Conviction of Lockerbie bomber upheld

CAMP ZEIST, THE NETHERLANDS – Ending a trial that raised almost as many questions as it answered, five Scottish judges Thursday upheld the conviction of a former Libyan intelligence agent for blowing up Pan Am Flight 103 over Lockerbie, Scotland, 13 years ago, killing 270 people.

The verdict brought a soft cry of "yes" from a victim's relative and a shriek of grief from the wife of Abdel Basset al-Megrahi, who now faces the rest of his life in a Scottish prison.

Libyan officials criticized the decision as being political. "The American government made the judgment," said Hafid Ghoga, Libyan bar association president.

Mr. al-Megrahi was convicted last year for putting a bomb-laden suitcase aboard a flight from Malta to London, tagged for New York and timed to blow up en route for America.

Questions have been raised about the trial itself, which was held under Scottish law but convened in Holland, without a jury, to overcome Libyan reservations about handing over the two suspects to an unfair hearing.

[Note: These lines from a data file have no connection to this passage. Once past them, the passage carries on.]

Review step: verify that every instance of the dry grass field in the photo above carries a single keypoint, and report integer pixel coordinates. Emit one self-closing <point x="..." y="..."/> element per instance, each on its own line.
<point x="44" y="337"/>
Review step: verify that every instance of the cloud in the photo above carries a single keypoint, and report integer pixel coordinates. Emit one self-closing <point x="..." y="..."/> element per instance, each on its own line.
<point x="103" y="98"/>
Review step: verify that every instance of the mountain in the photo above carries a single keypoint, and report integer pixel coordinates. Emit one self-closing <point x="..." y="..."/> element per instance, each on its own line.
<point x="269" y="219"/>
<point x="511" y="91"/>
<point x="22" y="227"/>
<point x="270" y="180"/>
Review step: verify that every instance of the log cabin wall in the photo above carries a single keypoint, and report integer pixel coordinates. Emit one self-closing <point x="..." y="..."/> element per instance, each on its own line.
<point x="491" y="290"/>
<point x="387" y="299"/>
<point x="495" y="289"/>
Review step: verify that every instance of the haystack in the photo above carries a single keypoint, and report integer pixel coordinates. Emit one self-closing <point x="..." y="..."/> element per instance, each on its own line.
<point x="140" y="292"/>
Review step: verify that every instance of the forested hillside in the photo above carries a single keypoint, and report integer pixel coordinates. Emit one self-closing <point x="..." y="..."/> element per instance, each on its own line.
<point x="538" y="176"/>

The ad hoc arrangement was negotiated between the US, British, and Libyan governments over several years, only after the United Nations Security Council had imposed sanctions on Tripoli to force its compliance. The trial and appeal, which lasted more than two years and cost more than $100 million, saw one man convicted and an associate, Al-Amin Khalifa Fahima, acquitted.

"These procedures have demonstrated what the judicial can achieve when the international community acts together," said Colin Boyd, chief Scottish prosecutor, after the appeal.

Some legal observers are skeptical, however. Given the trial's length and costs, "I think ... the US and British governments will never want to do this again," says John Grant, professor of international law at Lewis and Clark College in Portland, Ore. He points to President Bush's post-Sept. 11 plan for special military tribunals as an indication of US reluctance to rely on traditional judicial channels in countering international terrorism.

The man who helped design the Lockerbie procedure, however, Scottish law professor Robert Black, sees things differently. "Justice is expensive, but it is an expense you have to put up with as a touchstone of civilization."